Using dzinfo

The dzinfo command line program provides detailed information about the effective rights, role definitions, and role assignments for a specified user. The command output includes all of the same information that you can view using the Authorization Center as described in Using the Authorization Center directly on managed computers. However, using dzinfo as a command line utility allows you to view and capture all of the output from the command in a single window, which you can then save as a text file for troubleshooting and analysis or in reports.

The syntax for the dzinfo program is:

dzinfo [/v] [user_name] [/h]

The /v is an optional argument that enables you to view verbose output for the command. The user_name is an optional argument that enables you to view information for the specified user account. However, you must be logged on as a local administrator to specify the user_name argument. If you log on with an account that does not have local administrative privileges you cannot return authorization information for another user account.

If you run the dzinfo command without the user_name argument, the command returns authorization information for the currently logged-on user account.

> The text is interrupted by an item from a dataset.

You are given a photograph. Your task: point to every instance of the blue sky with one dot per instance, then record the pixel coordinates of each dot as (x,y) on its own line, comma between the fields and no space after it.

The command returns detailed information about the rights, roles, and role assignments for the specified user (richl in the AJAX domain) similar to the following:

From the Centrify Access Manager

Effective roles for AJAX\richl:

   Domain Admin/portland

      Zone:    CN=portland,CN=global,CN=Zones,OU=Centrify,DC=ajax,DC=org

      Status:  Active

   Windows Login/global

      Zone:    CN=global,CN=Zones,OU=Centrify,DC=ajax,DC=org

      Status:  Active

Effective Login Rights for AJAX\richl:

   Console Login: Permitted

      Audit Level: Audit if possible

   Remote Login: Permitted

      Audit Level: Audit if possible

   PowerShell Remote Access: Permitted 

      Audit Level: Audit if possible
                                      

Role Assignments for AJAX\richl:

   Domain Admin/portland

      Status:        Active

      Account:       AJAX\richl

      Scope:         Zone

      Zone:          ajax.org/Centrify/Zones/global/portland

      Local Role:    No

      Network Role:  Yes

      Effective:     Immediate

      Expires:       Never

   Windows Login/global

      Status:        Active

      Account:       AJAX\Domain Admins

      Scope:         Zone

      Zone:          ajax.org/Centrify/Zones/global

      Local Role:    Yes

      Network Role:  No

      Effective:     Immediate

      Expires:       Never

Role Definitions:

   Domain Admin/portland

      Status:          Active

      Description:     None

      Zone:            CN=portland,CN=global,CN=Zones,OU=Centrify,DC=ajax,DC=org

      Login Permitted: No

      Audit Level:     Audit if possible

      Rescue Right:    No

					Require MFA:    No

      Available Hours: All

      Rights:

         ADUC/portland

            Type:                   Application

            Description:            None

            Priority:               0

            Run As:                 AJAX\Administrator

            Application:            mmc.exe

            Path:                   C:\Windows\system64

                                    C:\Windows

                                    C:\Program Files

                                    C:\Program Files (x86)

                                    C:\Windows\SysWOW64

            Arguments:              "C:\Windows\system64\dsa.msc"

            Match Case:             No

            Require Authentication: No

            Application Criteria:

               None

         Domain Admin Network Access/portland

            Type:                   Network Access

            Description:            None

            Priority:               0

            Run As:                 AJAX\Administrator

            Require Authentication: No

   Windows Login/global

      Status:          Active

      Description:     Predefined system role for general Windows login users.

      Zone:            CN=global,CN=Zones,OU=Centrify,DC=ajax,DC=org

      Login Permitted: Console & Remote & PowerShell Remote

      Audit Level:     Audit if possible

      Rescue Right:    No

      Available Hours: All

      Rights:

         None

Computer is joined to zone ajax.org/Centrify/Zones/global/portland

Auditing for AJAX\richl:

   Session ID 2:

      Desktops:

         Default: Not currently auditing.

Auditing is not available on this computer.